This repository contains analysis markdown files and scripts for analysing porcine BAL scRNAseq data as a collaborative work between the Babraham institute and Pirbright Institute. Results are now published in PLOS Pathogens, titled; 'Single-cell analysis reveals lasting immunological consequences of influenza infection and respiratory immunisation in the pig lung'.

Original unprocessed data can be downloaded from GEO(GSE249866).

To replicate the analysis performed in the published paper, download the fastq.gz files from GEO(GSE249866) and perform alignment/counting using cellranger count (cellranger-7.0.0) using default parameters and Sus scrofa genome (genome assembly 11.1, Ensembl release 107) to regenerate files used in the original analysis. Example cellranger commands can be found in '/cluster scripts'.

Directory should look like this for each sample folder:

  • sample1 folder
    • molecule_info.h5
    • raw_feature_bc_matrix.h5 also available on GEO
    • filtered_feature_bc_matrix.h5 also available on GEO
    • raw_feature_bc_matrix folder
      • barcodes.tsv.gz
      • features.tsv.gz
      • matrix.mtx.gz
    • filtered_feature_bc_matrix folder
      • barcodes.tsv.gz
      • features.tsv.gz
      • matrix.mtx.gz

Scripts in this directory are run in the following order:

  1. processing_all.Rmd Reads in cellranger output (see above) and performs initial filtering and QC.
  2. clustering_all.Rmd Clustering and cluster inspection.
  3. differential_all.Rmd Cell type annotation followed by an initial differential expression analysis utilising a pseudobulk approach.

The following scripts can be run in any order, provided the scripts above have been run.

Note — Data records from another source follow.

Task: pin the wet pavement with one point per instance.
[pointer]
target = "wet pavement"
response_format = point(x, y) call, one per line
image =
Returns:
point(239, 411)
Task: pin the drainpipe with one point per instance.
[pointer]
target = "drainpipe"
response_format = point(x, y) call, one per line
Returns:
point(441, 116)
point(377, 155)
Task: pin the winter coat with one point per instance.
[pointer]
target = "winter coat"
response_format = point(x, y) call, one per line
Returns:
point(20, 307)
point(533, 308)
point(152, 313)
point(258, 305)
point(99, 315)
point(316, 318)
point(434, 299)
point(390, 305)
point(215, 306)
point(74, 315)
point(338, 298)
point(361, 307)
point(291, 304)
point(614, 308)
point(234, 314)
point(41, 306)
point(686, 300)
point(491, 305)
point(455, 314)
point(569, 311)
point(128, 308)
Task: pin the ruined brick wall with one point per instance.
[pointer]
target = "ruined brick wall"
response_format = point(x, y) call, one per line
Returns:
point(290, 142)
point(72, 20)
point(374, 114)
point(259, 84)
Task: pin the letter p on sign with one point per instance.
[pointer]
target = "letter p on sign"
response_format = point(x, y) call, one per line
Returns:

  • Validation_vs_PBMC.Rmd Comparative analysis between the clusters and cell types identified in the pig BAL against the reference PBMC transcriptome published by Herrera-Uribe et al. 2021 (
  • diff-co_NEBULA.Rmd Differential expression and co-expression analysis with NEBULA as well as topGO enrichment of the identified genes.
  • Treg_pseudobulk_volcanoes.Rmd Short script to generate volcano plots of differentially expressed genes from Tregs derived from the pseudobulk analysis in differential_all.Rmd. This script was used for responding to reviewers comments and doesn't generate data for the related paper.
  • diff-co.Rmd Initial look at differential co-expression using dcanr. Not utilised in paper.

shiny_app/data.rds to use for data exploration in the shiny app shiny_app/app.R is generated by clustering all.Rmd (unannotated data) and differential_all.Rmd (annotated and normalised data).